One recent gig stands out for Elena Gabrielle as being a moment when she questioned what on earth she was doing in Berlin.

She had been invited to perform at a fundraiser for Syrian refugees in the south of the city. It was around 3am, and when she turned up at the venue, it turned out to be a squat.

“I ended up performing to a group of 40 drunk punks and I just thought ‘where am I, and what am I doing here?’ But you’ve just got to roll with it and remember this is the life you chose. You never know what you’re going to be doing, which is half the fun of it,” Gabrielle tells The Local.

Eight months ago, the 28-year-old moved to the German capital from Melbourne, Australia to make a living as a burlesque dancer. Since then she has set up her own monthly show and regularly guest performs around town.

Burlesque, she says, is misunderstood by many people not so well acquainted with the scene.

“There is a lot more to it than what people might think. Obviously some people think burlesque is just stripping, which it is, but there are different styles. There is classic burlesque, which is American showgirls with glitz and diamantes, but you also have neo-burlesque, which is satirical – the word burlesque actually comes from the Italian for satire.

“Neo-burlesque is the kind that I do.

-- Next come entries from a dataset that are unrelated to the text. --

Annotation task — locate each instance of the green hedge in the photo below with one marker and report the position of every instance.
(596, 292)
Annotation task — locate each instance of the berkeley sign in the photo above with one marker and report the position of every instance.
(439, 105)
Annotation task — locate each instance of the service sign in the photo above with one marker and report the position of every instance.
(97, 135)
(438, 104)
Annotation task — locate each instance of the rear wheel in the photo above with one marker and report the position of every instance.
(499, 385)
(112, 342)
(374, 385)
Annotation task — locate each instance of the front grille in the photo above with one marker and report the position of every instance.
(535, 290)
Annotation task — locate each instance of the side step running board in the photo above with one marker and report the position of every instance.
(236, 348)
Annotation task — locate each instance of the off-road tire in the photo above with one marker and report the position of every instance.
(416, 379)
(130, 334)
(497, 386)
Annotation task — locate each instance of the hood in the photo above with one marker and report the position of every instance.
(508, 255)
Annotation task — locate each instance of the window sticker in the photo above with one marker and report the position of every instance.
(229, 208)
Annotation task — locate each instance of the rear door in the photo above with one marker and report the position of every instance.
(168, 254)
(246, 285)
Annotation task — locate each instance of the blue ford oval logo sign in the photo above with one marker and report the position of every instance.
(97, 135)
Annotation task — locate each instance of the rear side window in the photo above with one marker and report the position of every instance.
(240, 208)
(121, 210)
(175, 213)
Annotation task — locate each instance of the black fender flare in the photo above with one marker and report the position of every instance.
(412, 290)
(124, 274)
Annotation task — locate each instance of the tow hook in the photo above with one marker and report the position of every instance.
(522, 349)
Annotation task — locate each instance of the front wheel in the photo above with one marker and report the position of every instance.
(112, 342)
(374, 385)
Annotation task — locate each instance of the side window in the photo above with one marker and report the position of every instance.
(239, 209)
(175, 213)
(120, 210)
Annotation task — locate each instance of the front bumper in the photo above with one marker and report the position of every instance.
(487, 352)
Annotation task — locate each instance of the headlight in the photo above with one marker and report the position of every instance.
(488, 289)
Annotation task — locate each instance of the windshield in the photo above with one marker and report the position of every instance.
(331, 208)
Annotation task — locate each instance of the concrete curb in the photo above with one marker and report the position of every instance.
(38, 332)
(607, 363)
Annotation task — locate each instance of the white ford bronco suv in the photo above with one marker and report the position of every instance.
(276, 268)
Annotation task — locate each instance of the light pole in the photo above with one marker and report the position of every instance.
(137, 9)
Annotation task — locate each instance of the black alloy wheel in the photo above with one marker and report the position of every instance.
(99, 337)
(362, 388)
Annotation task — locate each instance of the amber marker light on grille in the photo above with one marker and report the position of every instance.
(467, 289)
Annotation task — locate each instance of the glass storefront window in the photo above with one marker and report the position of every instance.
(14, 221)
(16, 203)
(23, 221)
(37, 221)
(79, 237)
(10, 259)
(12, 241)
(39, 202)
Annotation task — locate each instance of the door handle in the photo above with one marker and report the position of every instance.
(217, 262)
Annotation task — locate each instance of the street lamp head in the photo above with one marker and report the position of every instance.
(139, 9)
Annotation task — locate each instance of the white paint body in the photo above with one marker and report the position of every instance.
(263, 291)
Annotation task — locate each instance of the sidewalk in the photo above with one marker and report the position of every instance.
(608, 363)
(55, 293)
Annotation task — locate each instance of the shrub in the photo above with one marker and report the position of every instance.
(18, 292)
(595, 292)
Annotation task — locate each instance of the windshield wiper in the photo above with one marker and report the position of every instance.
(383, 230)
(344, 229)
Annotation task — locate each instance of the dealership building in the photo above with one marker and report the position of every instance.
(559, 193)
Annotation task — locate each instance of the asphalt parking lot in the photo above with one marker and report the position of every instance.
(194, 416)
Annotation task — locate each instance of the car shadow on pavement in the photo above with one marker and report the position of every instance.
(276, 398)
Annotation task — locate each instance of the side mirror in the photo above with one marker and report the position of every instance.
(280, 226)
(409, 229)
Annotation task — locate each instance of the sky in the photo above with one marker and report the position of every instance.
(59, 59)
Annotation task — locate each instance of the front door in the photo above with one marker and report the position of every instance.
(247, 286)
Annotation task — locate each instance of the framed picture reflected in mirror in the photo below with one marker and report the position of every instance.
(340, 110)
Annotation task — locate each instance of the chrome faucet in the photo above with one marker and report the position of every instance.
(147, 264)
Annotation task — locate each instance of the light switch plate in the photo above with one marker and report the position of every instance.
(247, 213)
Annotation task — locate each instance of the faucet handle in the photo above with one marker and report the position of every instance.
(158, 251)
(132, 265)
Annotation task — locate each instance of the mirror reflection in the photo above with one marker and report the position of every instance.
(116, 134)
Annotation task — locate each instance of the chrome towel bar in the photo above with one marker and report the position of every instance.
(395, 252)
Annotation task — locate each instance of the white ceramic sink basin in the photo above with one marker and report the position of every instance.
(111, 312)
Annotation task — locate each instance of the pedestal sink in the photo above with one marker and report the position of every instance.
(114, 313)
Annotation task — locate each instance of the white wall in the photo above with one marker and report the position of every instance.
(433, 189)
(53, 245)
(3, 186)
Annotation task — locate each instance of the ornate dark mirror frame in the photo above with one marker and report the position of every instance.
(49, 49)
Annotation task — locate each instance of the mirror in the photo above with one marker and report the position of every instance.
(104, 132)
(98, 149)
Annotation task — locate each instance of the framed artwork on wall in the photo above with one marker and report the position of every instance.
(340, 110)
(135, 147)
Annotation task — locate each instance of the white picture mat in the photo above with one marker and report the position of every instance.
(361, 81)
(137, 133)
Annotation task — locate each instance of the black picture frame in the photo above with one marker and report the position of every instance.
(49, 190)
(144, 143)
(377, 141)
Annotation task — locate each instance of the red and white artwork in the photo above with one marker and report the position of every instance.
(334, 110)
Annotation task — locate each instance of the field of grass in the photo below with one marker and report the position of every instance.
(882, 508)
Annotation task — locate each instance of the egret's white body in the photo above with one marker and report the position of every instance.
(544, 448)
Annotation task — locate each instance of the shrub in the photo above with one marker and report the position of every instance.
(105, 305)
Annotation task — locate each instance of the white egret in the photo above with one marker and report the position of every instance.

I wouldn’t say I’m just a burlesque dancer. I sing and strip, but I’m also trying to say something. So a lot of my stuff is commenting on safe sex and women’s issues, but in a funny way.”

Her audience is almost always female dominated, signalling another major difference between burlesque and a regular strip show.

“The good thing about burlesque is that any woman can do it, whatever body shape. Generally it's people who have studied dance but whose legs aren't long enough or whatever, so they forge a career in this way.”

Elena Gabrielle. Photo: Private

“Women sit and watch it and say, ‘ah this woman's got cellulite,’ or ‘she's got small boobs, or big boobs like me’, which is empowering.”

Gabrielle, who had already danced burlesque for years in the southern Australian city of Geelong, was attracted to Berlin as being “the home of cabaret,” a place where singing and performance had been heavily satirical during the the raucous 1920s.

But when she arrived she found a gap in the market for exactly this kind of performance. In a city focused on showgirl acts, she has been able to forge a niche combining burlesque with singing and stand-up comedy routines.

Germans have responded well to the shows, she says, although they are often slightly overwhelmed at her openness to talking about almost anything on stage.

There have been more practical considerations, though.

“I’ve had to learn to speak slower. I’ve done shows where I’m confronted with blank faces and I think ‘ah God, they’re not liking this.’ But normally they’ll get it a couple of seconds later, or you get people translating in the front row… But going slow can be tough when you’re trying to deliver a punch line.”

And Germans have provided rich comedy material for her, particularly their full-on way of flirting with women.

“I was never really used to that. Australian men don’t really make a move at all.”

Despite her glamorous job, she has also had to deal with the same mundane hassles of moving to Germany as every other expat.

“Learning the language has been tough, and the bureaucratic stuff has been really hard for me. It’s like they're saying ‘we don't want you to live here’ and throw the bureaucratic stuff at you, then the language. Now it's the spring so it's allergies.”

But some of the struggles are very much the luxuries of an artist.

“Trying not go out so much has been a challenge, too. When you’re an artist, you are such a night owl and you get invited out all the time, sometimes it's five in the morning and you just want to go home and sleep. Trying to get into a routine has been difficult,” she says.

And although much burlesque and cabaret is now performed in English, the 1920s spirit of Berlin is still very much alive.

“If you flash forward nearly a hundred years, it is still the same mentality as then, with loads of drugs here and partying. It's especially evident in some of the more intense performance parties where burlesque dancers are doing erotic sex-focused shows.”